Periodic Reporting for period 4 - SM-Epigen (Revealing the Epigenetic Regulatory Network with Single-Molecule Precision)
Periodo di rendicontazione: 2023-05-01 al 2023-10-31
Within this proposal, we developed and applied single-molecule methodologies to elucidate basic principles and mechanisms in the combinatorial action of histone modifications, and the crosstalk with DNA methylation and chromatin regulators. We did so by encompassing experimentation on multiple levels, ranging from development of biochemical methods for preparation of samples to adaptation of surface chemistry and single-molecule DNA sequencing technologies, followed by computational pipelines for data analysis. This integrative approach is critical for addressing long-standing questions in epigenetics and transcription regulation, and establishing new toolsets for functional genomics. Furthermore, our work may pave the way for novel clinical applications.

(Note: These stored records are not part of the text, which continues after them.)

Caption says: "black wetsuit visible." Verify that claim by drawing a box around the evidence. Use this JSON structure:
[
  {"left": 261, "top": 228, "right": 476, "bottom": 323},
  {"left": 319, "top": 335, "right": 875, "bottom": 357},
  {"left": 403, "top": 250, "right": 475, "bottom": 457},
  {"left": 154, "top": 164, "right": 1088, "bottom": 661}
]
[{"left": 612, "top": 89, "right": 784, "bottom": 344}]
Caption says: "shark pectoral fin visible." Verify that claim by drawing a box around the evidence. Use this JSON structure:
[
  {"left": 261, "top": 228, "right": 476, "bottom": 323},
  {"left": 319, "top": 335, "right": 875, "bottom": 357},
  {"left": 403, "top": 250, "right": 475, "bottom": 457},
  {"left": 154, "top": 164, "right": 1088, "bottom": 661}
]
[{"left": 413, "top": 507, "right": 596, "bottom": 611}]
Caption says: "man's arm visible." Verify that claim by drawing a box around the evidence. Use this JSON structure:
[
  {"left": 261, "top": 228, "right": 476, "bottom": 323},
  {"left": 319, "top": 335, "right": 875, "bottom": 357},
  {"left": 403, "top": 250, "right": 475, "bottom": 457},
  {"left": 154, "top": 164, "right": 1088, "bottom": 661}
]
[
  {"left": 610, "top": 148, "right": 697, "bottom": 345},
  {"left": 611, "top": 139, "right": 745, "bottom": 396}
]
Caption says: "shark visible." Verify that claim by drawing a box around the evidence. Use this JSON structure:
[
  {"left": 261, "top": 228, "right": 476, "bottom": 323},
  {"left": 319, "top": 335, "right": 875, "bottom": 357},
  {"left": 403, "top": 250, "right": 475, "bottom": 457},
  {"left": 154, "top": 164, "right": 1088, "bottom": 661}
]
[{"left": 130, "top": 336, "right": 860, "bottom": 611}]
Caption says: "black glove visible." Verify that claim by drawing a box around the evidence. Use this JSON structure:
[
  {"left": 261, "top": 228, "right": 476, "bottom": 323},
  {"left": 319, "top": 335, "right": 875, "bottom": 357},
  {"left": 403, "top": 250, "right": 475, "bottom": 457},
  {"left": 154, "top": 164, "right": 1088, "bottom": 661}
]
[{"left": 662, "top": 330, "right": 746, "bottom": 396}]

Our overall objectives were:
In the first aim, we developed systems and procedures for high-throughput decoding of combinatorial chromatin and DNA modifications. We established a new standard for functional genomics, by developing and applying single-molecule systems that would allow for direct imaging and decoding of several epigenetic modifications on histones and DNA within the same complex. Thus, for the first time, we were able to explore directly and systematically the cross-talk, interplay and interactions of higher-order combinations of epigenetic marks.
In the second aim, we aimed to develop and apply single-molecule strategies to explore mechanisms of transcription factor binding and regulation. We will also examine the interplay between TFs binding to the underlying chromatin structure.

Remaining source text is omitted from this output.